Haare waren Anfang des zwanzigsten Jahrhunderts eine interessante Sache, also meiner Meinung nach jedenfalls ;)

Ich bin ja eher jemand, der die Haare im Zweifelsfall gerne offen trägt, damals jedoch war das nur jungen Mädchen vorbehalten. Sobald frau ins gesellschafts- und heiratsfähige Alter kam, wurde alles, was man auf dem Kopf hatte, hochgesteckt. Ein paar Löckchen durften, je nach Status, ins Gesicht fallen, aber das einfache Dienstmädchen versuchte seine Haare so gut wie möglich unter einer Haube wegzustecken, um sie vorm Verschmutzen zu bewahren.

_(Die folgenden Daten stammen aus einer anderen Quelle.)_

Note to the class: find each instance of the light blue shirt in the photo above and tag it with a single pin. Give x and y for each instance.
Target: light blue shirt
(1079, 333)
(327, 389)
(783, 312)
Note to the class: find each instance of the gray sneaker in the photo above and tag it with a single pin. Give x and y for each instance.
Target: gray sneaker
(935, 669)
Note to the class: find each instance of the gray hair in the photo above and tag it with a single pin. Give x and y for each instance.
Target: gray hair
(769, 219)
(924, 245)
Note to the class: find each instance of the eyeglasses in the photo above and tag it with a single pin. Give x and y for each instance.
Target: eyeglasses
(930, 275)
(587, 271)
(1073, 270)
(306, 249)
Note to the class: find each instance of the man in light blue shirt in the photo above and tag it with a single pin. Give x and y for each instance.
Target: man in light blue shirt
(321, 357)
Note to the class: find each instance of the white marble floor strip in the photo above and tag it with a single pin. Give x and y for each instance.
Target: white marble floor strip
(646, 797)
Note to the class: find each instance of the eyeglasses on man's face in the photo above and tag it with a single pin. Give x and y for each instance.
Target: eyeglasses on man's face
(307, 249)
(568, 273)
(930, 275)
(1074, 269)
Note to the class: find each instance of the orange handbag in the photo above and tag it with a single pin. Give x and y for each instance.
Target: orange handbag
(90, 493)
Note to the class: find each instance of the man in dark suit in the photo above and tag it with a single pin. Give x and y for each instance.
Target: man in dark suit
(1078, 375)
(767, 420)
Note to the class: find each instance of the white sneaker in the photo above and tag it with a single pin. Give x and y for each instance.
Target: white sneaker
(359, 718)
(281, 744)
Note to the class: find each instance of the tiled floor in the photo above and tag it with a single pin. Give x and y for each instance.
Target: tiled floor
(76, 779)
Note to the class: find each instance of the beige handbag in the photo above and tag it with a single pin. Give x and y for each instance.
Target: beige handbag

In den upper classes hatten die Damen eine lady's maid, welche ihr die Haare - natürlich immer nach der neuesten Mode - zurecht machte. Interessant ist hier, dass jedes einzelne Haar zählte: Was in der Bürste hängen blieb, wurde gesammelt, zusammengedreht und als Duttkissen oder Volumenhaarteil wiederverwendet. 

Gelockt wurden die Haare mit Lockeneisen, die im Feuer oder über dem Herd angewärmt wurden (um 1918 kamen die ersten elektrischen Curling Irons auf den Markt)... wer schon einmal Betty und ihre Schwestern (OT: Little Women) gesehen hat, weiß, wie gefährlich das sein kann. Gut für die Haare erscheint es mir jedenfalls nicht ;) Haarpflege an sich, in Form von Waschen mit einem Stück Seife oder manchmal Kokosöl, fand bei den reicheren Damen ein- bis zweimal im Monat statt. Haarbutter oder irgendwelche Leave-in-Produkte wurden nicht benötigt, denn die berühmten 100 Bürstenstriche jeden Abend versorgten die Haare mit dem nötigen Fett.

Ich habe einige Anleitungen für "Downton Abbey Haar" gefunden: So zum Beispiel *hier*. Den meisten Anleitungen gemein sind leider zwei Voraussetzungen: Dickes Haupthaar (alternativ gesammelte Bürstenhaare) und ein Lockenstab.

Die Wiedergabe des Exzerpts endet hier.